At the moment, MCP tool usage in `transformers` has the following constraints:
- `chat` can't handle tools, but the [`tiny-agents`](https://huggingface.co/blog/python-tiny-agents) CLI can;
- Only the `qwen` family of models is supported.
The first step to use MCP tools is to let the model know which tools are available. As an example, let's consider a `tiny-agents` configuration file with a reference to an [image generation MCP server](https://evalstate-flux1-schnell.hf.space/).
> [!TIP]
> Many Hugging Face Spaces can be used as MCP servers. You can find all compatible Spaces [here](https://huggingface.co/spaces?filter=mcp-server).
```json
{
"model": "http://localhost:8000",
"provider": "local",
"servers": [
{
"type": "sse",
"config": {
"url": "https://evalstate-flux1-schnell.hf.space/gradio_api/mcp/sse"
}
}
]
}
```
You can then launch your `tiny-agents` chat interface with the following command.
```bash
tiny-agents run path/to/your/config.json
```
If you have a server (from `transformers serve`) running in the background, you're ready to use MCP tools from a local model!
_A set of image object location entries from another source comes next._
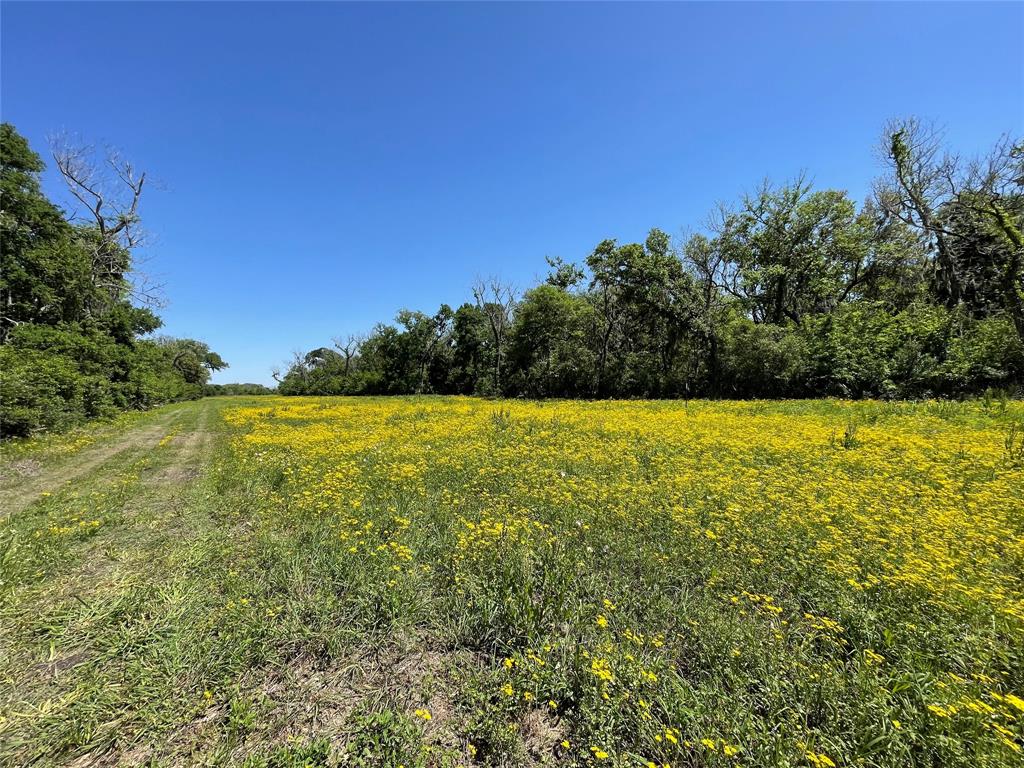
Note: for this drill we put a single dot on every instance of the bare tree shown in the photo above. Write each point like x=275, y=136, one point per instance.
x=108, y=192
x=349, y=347
x=497, y=300
x=924, y=181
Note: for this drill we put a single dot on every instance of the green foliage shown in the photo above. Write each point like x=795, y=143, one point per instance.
x=70, y=337
x=793, y=293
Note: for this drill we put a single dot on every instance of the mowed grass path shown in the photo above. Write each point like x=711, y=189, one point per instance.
x=445, y=582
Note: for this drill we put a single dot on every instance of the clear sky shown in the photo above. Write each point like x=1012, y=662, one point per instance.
x=324, y=165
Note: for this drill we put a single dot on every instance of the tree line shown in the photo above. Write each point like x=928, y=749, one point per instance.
x=76, y=323
x=791, y=292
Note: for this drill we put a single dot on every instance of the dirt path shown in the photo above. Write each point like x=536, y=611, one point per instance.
x=16, y=496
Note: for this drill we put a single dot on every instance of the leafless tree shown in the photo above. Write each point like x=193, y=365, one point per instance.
x=923, y=180
x=497, y=300
x=108, y=192
x=349, y=347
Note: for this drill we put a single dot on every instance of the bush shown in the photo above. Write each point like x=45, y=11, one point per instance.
x=40, y=391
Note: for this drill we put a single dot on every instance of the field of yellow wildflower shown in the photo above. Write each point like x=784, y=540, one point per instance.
x=455, y=582
x=674, y=584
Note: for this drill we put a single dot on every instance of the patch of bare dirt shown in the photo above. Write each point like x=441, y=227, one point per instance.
x=30, y=486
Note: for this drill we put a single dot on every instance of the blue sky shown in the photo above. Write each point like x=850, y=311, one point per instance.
x=324, y=165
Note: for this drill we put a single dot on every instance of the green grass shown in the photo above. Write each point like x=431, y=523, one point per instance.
x=445, y=582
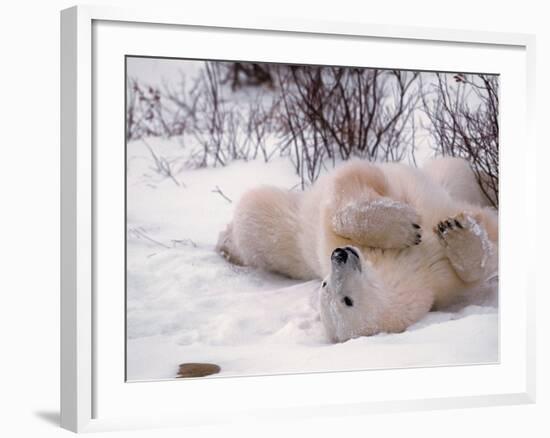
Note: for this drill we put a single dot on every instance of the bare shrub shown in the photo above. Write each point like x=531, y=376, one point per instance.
x=335, y=113
x=463, y=110
x=316, y=116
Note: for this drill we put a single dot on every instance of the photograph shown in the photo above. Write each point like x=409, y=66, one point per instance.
x=293, y=218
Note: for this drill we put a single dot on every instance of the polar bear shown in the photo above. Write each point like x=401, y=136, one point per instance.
x=390, y=242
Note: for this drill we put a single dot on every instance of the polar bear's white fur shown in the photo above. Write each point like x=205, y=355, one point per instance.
x=389, y=241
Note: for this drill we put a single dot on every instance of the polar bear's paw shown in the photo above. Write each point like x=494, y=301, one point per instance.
x=382, y=223
x=226, y=247
x=466, y=244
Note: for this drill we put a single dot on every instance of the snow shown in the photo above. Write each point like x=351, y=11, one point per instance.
x=186, y=303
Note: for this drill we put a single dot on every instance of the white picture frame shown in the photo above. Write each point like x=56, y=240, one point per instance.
x=90, y=401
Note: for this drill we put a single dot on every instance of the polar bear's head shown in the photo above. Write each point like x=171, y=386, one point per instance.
x=357, y=300
x=348, y=309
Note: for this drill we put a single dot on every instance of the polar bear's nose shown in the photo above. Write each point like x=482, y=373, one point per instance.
x=339, y=256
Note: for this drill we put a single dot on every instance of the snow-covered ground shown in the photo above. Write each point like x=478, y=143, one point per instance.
x=185, y=303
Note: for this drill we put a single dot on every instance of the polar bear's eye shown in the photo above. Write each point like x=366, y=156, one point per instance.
x=348, y=301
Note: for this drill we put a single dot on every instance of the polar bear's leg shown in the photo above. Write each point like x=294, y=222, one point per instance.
x=265, y=232
x=361, y=211
x=470, y=244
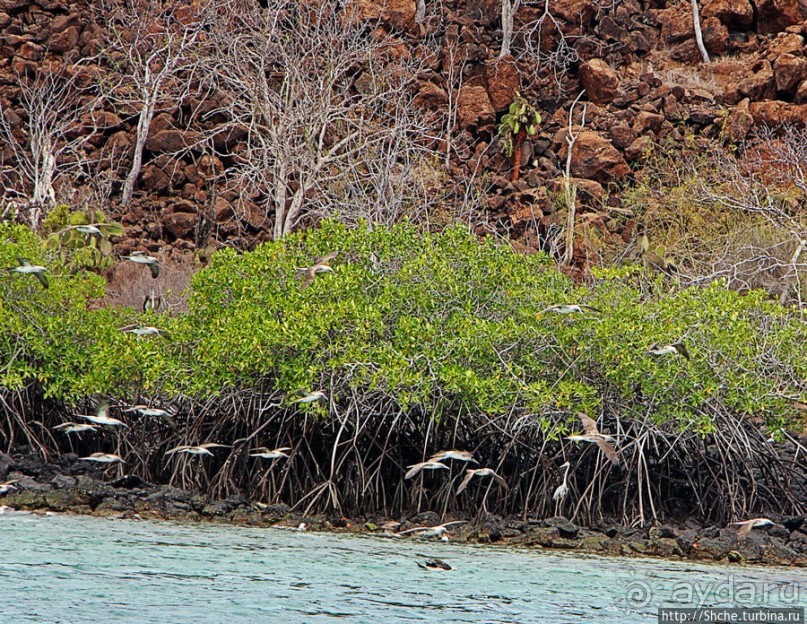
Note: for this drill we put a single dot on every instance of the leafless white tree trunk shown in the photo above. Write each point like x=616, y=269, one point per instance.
x=52, y=125
x=509, y=10
x=325, y=110
x=569, y=189
x=154, y=44
x=698, y=33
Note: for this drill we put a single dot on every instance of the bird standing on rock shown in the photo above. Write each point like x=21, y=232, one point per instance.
x=747, y=525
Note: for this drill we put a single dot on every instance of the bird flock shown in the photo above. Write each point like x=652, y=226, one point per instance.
x=152, y=302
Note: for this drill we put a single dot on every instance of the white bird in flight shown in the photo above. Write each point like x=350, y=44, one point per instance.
x=104, y=458
x=31, y=269
x=102, y=416
x=141, y=258
x=429, y=464
x=266, y=453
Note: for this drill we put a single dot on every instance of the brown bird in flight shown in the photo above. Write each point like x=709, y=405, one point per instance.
x=592, y=434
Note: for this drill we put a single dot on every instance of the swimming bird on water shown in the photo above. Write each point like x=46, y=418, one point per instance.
x=201, y=449
x=563, y=489
x=104, y=458
x=435, y=531
x=434, y=564
x=592, y=434
x=320, y=266
x=747, y=525
x=481, y=472
x=267, y=453
x=316, y=395
x=102, y=416
x=141, y=258
x=152, y=302
x=141, y=331
x=573, y=308
x=71, y=427
x=675, y=347
x=466, y=456
x=429, y=464
x=31, y=269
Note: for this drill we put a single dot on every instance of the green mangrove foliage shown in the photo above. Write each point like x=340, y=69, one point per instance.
x=420, y=341
x=437, y=321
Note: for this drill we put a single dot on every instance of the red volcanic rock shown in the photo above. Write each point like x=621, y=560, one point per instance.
x=503, y=82
x=595, y=158
x=738, y=123
x=736, y=14
x=774, y=113
x=168, y=141
x=474, y=107
x=776, y=15
x=739, y=79
x=179, y=224
x=599, y=80
x=789, y=71
x=430, y=96
x=154, y=179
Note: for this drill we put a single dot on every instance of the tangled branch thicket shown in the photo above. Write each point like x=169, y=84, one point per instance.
x=422, y=342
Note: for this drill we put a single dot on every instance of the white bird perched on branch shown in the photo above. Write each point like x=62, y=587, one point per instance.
x=31, y=269
x=481, y=472
x=201, y=449
x=316, y=395
x=71, y=427
x=675, y=347
x=158, y=412
x=141, y=331
x=102, y=416
x=563, y=489
x=429, y=464
x=466, y=456
x=747, y=525
x=435, y=531
x=141, y=258
x=593, y=435
x=267, y=453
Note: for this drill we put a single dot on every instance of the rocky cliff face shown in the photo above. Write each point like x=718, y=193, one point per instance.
x=637, y=63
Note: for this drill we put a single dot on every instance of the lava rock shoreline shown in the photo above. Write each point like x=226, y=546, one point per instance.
x=43, y=487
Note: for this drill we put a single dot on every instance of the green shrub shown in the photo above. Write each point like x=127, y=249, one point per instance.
x=438, y=323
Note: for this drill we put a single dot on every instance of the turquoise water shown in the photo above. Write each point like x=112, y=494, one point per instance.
x=82, y=569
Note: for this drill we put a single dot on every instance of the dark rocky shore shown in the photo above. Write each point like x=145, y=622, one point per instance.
x=71, y=486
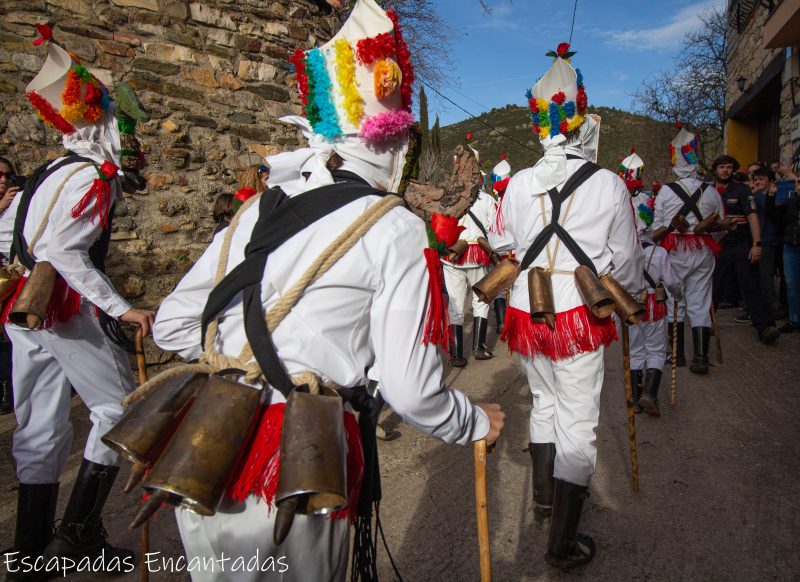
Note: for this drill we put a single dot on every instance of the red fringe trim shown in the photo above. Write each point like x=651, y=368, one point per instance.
x=474, y=255
x=437, y=320
x=654, y=311
x=258, y=472
x=577, y=331
x=100, y=193
x=64, y=303
x=691, y=242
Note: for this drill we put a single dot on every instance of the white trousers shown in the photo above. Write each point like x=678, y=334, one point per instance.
x=695, y=269
x=459, y=282
x=46, y=363
x=649, y=345
x=315, y=549
x=566, y=408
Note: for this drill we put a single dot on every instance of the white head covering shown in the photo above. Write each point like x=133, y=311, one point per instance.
x=684, y=152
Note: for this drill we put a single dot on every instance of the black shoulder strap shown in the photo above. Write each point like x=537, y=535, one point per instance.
x=280, y=218
x=478, y=223
x=19, y=246
x=583, y=173
x=689, y=202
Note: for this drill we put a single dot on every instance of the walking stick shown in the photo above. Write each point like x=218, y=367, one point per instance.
x=673, y=394
x=626, y=366
x=479, y=449
x=141, y=363
x=716, y=333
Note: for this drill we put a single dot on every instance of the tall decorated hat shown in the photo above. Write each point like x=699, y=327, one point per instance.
x=558, y=100
x=64, y=93
x=358, y=83
x=684, y=149
x=630, y=170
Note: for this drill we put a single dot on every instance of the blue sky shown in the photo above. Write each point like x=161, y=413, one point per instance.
x=499, y=55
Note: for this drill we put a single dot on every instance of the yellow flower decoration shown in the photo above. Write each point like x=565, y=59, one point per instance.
x=387, y=78
x=352, y=102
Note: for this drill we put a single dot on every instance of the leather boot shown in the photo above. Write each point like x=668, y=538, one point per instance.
x=567, y=549
x=36, y=512
x=7, y=399
x=480, y=326
x=700, y=338
x=81, y=534
x=457, y=347
x=636, y=382
x=681, y=355
x=500, y=313
x=649, y=398
x=543, y=456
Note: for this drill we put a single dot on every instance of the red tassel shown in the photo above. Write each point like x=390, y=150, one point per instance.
x=257, y=474
x=577, y=331
x=654, y=311
x=437, y=321
x=474, y=255
x=691, y=242
x=100, y=194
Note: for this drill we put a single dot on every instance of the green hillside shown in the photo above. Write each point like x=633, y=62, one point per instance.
x=619, y=131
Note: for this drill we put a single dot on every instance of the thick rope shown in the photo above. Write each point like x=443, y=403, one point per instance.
x=17, y=266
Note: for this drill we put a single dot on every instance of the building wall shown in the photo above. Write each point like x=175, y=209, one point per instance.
x=748, y=58
x=214, y=76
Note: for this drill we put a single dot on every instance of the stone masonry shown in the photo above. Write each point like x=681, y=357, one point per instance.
x=215, y=78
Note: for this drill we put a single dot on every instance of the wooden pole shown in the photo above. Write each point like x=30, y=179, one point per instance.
x=481, y=506
x=673, y=399
x=717, y=340
x=626, y=366
x=144, y=539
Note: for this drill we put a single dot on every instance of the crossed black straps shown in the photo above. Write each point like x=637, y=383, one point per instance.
x=557, y=198
x=689, y=202
x=280, y=218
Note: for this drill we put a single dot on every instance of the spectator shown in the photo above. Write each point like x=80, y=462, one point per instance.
x=788, y=217
x=222, y=211
x=763, y=184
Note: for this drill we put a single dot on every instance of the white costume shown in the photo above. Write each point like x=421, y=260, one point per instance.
x=461, y=274
x=365, y=311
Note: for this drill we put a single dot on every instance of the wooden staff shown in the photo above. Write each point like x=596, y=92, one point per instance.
x=716, y=333
x=141, y=363
x=626, y=366
x=481, y=506
x=673, y=394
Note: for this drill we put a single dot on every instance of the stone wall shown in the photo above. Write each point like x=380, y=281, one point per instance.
x=214, y=76
x=748, y=58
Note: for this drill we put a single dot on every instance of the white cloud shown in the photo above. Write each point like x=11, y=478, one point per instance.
x=668, y=36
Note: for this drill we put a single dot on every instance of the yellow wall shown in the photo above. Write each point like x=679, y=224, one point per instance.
x=741, y=141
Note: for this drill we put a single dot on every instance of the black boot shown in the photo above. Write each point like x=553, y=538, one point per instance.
x=36, y=512
x=700, y=338
x=681, y=355
x=457, y=347
x=543, y=456
x=81, y=534
x=649, y=400
x=566, y=548
x=500, y=313
x=7, y=400
x=636, y=382
x=480, y=325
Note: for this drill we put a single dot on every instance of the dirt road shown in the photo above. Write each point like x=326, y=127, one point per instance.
x=718, y=472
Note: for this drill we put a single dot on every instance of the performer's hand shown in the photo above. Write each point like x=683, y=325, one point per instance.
x=496, y=421
x=144, y=319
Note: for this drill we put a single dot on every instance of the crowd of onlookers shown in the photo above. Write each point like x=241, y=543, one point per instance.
x=766, y=278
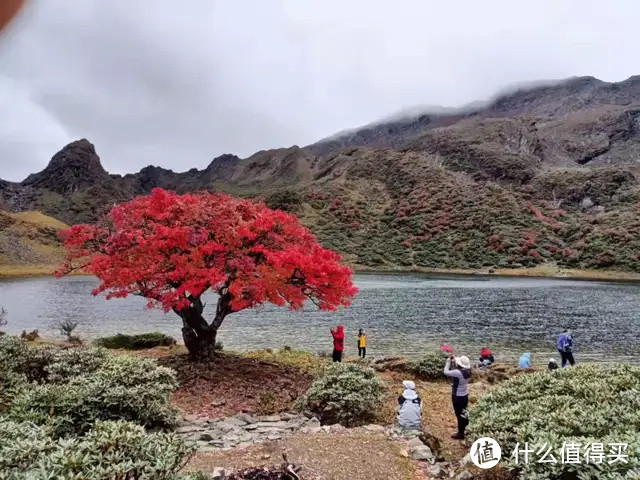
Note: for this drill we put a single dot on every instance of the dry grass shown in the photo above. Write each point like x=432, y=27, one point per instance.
x=39, y=219
x=322, y=456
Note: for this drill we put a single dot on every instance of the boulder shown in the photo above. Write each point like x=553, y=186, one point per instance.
x=270, y=418
x=245, y=417
x=423, y=453
x=374, y=428
x=430, y=441
x=437, y=471
x=466, y=475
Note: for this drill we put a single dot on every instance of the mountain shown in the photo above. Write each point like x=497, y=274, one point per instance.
x=29, y=243
x=544, y=174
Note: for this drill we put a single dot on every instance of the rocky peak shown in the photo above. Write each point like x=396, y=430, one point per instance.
x=75, y=167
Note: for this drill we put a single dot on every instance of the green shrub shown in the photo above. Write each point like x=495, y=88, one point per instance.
x=136, y=342
x=110, y=451
x=345, y=393
x=430, y=366
x=582, y=404
x=123, y=388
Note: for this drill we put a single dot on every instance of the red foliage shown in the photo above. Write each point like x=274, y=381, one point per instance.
x=172, y=248
x=535, y=254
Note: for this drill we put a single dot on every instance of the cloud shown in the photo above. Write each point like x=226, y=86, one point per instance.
x=177, y=84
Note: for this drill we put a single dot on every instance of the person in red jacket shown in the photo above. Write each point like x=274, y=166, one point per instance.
x=338, y=343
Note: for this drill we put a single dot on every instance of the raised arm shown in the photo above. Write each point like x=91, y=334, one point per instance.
x=451, y=372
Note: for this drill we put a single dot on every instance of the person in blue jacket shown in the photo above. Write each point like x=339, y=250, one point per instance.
x=565, y=347
x=525, y=360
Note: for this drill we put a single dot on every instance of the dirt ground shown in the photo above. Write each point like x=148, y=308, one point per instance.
x=233, y=384
x=322, y=457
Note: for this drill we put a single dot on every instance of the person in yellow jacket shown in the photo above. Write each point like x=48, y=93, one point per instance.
x=362, y=344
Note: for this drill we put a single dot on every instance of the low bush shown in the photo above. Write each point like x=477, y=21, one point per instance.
x=430, y=366
x=581, y=405
x=135, y=342
x=110, y=450
x=122, y=388
x=348, y=394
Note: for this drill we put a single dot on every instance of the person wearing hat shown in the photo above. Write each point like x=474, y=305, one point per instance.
x=459, y=369
x=410, y=409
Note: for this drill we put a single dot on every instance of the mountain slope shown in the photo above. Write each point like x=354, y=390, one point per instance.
x=549, y=174
x=28, y=240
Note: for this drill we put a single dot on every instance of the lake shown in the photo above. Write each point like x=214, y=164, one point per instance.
x=402, y=314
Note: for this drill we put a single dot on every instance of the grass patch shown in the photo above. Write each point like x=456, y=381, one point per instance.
x=300, y=359
x=135, y=342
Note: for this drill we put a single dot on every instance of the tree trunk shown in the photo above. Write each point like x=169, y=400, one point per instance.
x=200, y=337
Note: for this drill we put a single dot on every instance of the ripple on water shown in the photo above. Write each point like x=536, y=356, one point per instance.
x=402, y=314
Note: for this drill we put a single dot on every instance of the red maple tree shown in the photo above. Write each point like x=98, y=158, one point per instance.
x=172, y=248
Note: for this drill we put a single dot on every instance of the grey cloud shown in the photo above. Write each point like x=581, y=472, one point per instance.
x=175, y=85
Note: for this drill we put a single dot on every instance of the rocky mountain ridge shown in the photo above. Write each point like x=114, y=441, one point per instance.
x=549, y=174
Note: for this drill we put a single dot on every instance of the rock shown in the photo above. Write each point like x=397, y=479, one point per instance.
x=208, y=448
x=436, y=471
x=430, y=441
x=281, y=425
x=466, y=475
x=374, y=428
x=289, y=416
x=313, y=422
x=423, y=453
x=466, y=460
x=415, y=442
x=218, y=474
x=188, y=429
x=231, y=439
x=245, y=417
x=226, y=426
x=270, y=418
x=293, y=424
x=247, y=437
x=269, y=431
x=238, y=422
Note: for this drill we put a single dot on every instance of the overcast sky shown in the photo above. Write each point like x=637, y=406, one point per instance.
x=152, y=82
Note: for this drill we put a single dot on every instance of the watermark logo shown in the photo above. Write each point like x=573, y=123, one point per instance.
x=485, y=453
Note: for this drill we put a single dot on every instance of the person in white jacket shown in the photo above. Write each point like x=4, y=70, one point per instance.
x=410, y=407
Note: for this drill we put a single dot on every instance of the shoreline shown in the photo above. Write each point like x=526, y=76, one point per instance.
x=8, y=272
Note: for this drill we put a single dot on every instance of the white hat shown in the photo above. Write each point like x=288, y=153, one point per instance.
x=408, y=384
x=463, y=362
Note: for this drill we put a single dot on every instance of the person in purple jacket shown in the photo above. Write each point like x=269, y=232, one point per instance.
x=565, y=347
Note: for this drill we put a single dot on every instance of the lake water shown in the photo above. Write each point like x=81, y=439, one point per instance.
x=402, y=314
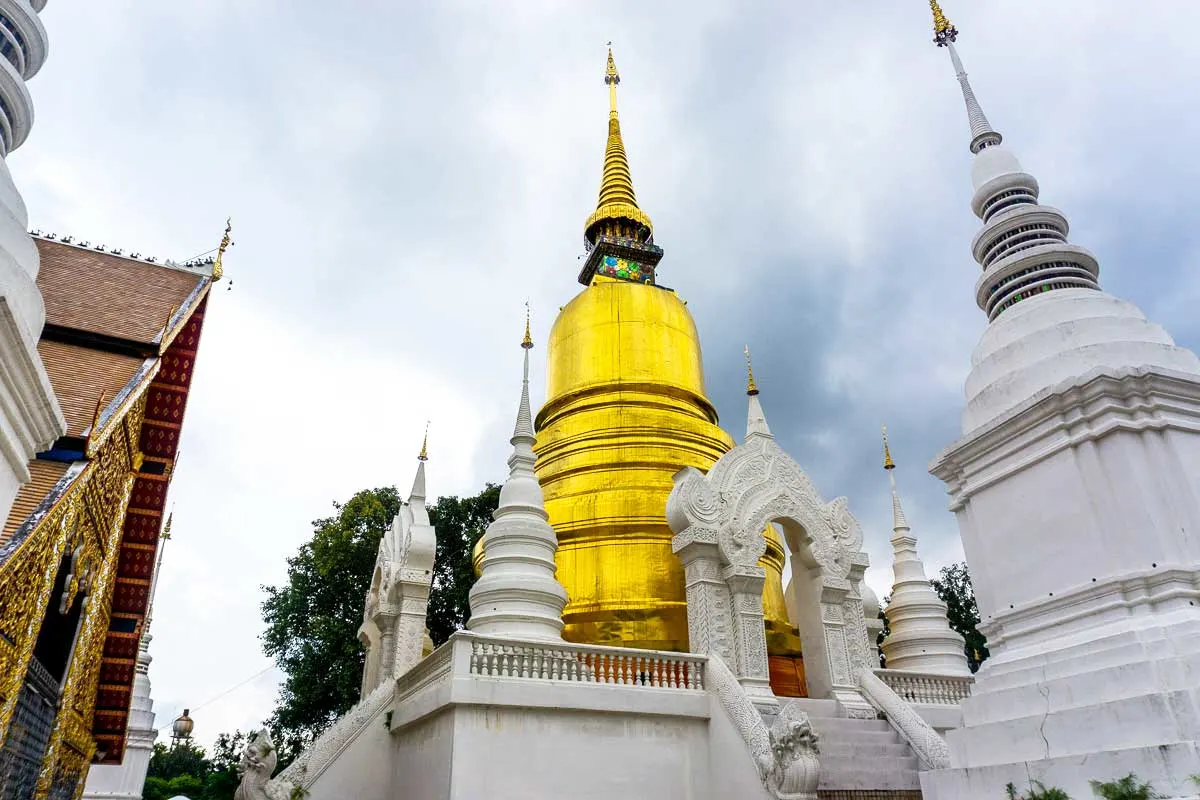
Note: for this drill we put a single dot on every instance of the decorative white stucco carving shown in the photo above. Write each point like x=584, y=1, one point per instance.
x=754, y=483
x=255, y=769
x=394, y=613
x=786, y=755
x=930, y=747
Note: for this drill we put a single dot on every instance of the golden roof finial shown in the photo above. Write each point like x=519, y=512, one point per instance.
x=617, y=212
x=943, y=29
x=217, y=268
x=527, y=342
x=751, y=386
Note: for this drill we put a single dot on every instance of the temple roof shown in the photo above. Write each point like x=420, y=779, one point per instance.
x=112, y=295
x=117, y=329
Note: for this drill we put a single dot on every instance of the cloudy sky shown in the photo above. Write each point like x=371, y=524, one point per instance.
x=402, y=176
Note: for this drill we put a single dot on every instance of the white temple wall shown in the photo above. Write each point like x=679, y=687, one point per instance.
x=1099, y=531
x=580, y=755
x=361, y=770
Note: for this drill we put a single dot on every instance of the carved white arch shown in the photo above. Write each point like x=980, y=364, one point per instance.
x=750, y=486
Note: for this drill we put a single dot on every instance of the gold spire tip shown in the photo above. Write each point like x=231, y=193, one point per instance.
x=887, y=451
x=943, y=29
x=751, y=386
x=217, y=266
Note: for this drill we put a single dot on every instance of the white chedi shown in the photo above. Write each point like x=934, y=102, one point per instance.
x=517, y=595
x=919, y=638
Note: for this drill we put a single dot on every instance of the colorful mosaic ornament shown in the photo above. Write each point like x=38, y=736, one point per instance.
x=625, y=270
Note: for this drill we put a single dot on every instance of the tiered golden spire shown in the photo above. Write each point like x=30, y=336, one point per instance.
x=617, y=212
x=943, y=29
x=751, y=386
x=527, y=342
x=217, y=268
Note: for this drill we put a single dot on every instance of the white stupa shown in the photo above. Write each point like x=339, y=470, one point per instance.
x=919, y=635
x=517, y=594
x=1077, y=488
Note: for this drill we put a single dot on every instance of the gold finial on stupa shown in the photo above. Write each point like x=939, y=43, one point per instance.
x=617, y=212
x=751, y=386
x=527, y=342
x=943, y=29
x=217, y=268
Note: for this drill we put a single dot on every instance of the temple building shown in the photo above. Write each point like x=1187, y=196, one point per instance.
x=625, y=410
x=78, y=545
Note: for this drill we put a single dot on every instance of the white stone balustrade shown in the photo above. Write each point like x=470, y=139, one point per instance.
x=934, y=690
x=586, y=663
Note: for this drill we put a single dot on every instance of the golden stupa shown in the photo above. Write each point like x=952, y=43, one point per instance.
x=625, y=410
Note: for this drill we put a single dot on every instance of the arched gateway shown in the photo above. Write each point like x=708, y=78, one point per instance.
x=718, y=519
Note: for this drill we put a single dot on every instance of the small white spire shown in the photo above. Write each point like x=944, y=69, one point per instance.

For instance, here's the example of a chat session:
```bash
Agent loaded with 1 tools:
• flux1_schnell_infer
» Generate an image of a cat on the moon
<Tool req_0_tool_call>flux1_schnell_infer {"prompt": "a cat on the moon", "seed": 42, "randomize_seed": true, "width": 1024, "height": 1024, "num_inference_steps": 4}
Tool req_0_tool_call
[Binary Content: Image image/webp, 57732 bytes]
The task is complete and the content accessible to the User
Image URL: https://evalstate-flux1-schnell.hf.space/gradio_api/file=/tmp/gradio/3dbddc0e53b5a865ed56a4e3dbdd30f3f61cf3b8aabf1b456f43e5241bd968b8/image.webp
380576952
I have generated an image of a cat on the moon using the Flux 1 Schnell Image Generator. The image is 1024x1024 pixels and was created with 4 inference steps. Let me know if you would like to make any changes or need further assistance!
```
## TextGenerationPipeline
[`TextGenerationPipeline`] is a high-level text generation class with a "chat mode". Chat mode is enabled when a conversational model is detected and the chat prompt is [properly formatted](./llm_tutorial#wrong-prompt-format).